Kona Brewing Co. plans to resurrect an old recipe to brew at a new beer production plant slated to break ground Friday on Hawaii island.
The Kailua-Kona-based company said it worked with its first brew master, John “Kit” Kittrege, to reproduce the original recipe for Fire Rock Pale Ale that helped launch Kona Brewing 22 years ago. The new, old beer dubbed First Rock will be a limited release.
Kona Brewing is investing $20 million to build a new brewery on 2.6 acres leased from the Queen Liliuokalani Trust near the company’s existing brewery in Kailua-Kona.
“The groundbreaking marks the start of an exciting new chapter in Kona Brewing’s history, and I am extremely grateful to our colleagues, our customers and our friends and families who make up the Big Island community who have enabled us to get to where we are today,” Cameron Healy, who co-founded the company in 1994 with his son, Spoon Khalsa, said in a statement.
In 2010, Kona Brewing became part of Oregon-based Craft Brew Alliance Inc., a publicly traded firm that owns Redhook and Widmer Brothers breweries in Oregon, Washington state and New Hampshire. The largest shareholder of Craft Brew is Anheuser-Busch InBev, the world’s largest beer maker.

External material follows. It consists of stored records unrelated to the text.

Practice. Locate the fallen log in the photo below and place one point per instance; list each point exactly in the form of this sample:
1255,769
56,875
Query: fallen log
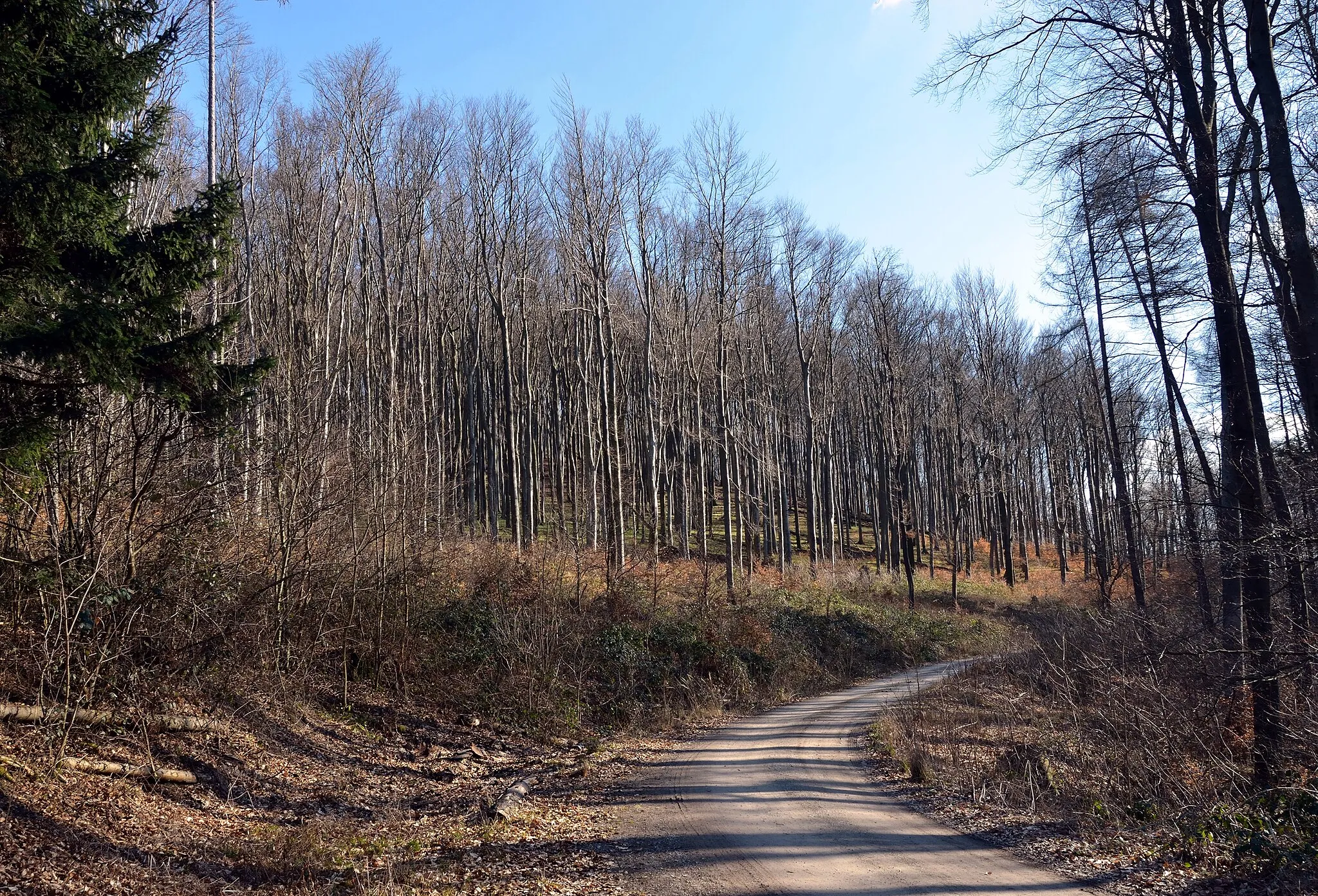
158,722
510,803
102,767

The new facility will increase annual production capacity from 12,000 barrels to 100,000 barrels, or from 368,000 gallons to 3 million gallons, and allow Kona Brewing to shift from locally producing only kegged beer to both kegged and canned beer. Currently, all nondraft Kona Brewing beers are made at affiliated breweries on the mainland and shipped to Hawaii.
Kona Brewing also said it will be able to produce more small-batch recipes, and that the new brewery will be more friendly to the environment by featuring a photovoltaic system capable of generating up to half of the facility’s energy needs, plus a program to recycle organic byproducts from making beer to produce electricity, heat and clean water.
The groundbreaking ceremony will include a traditional Hawaiian blessing and is expected to be attended by more than 100 people. Construction is expected to take about two years and finish in 2018.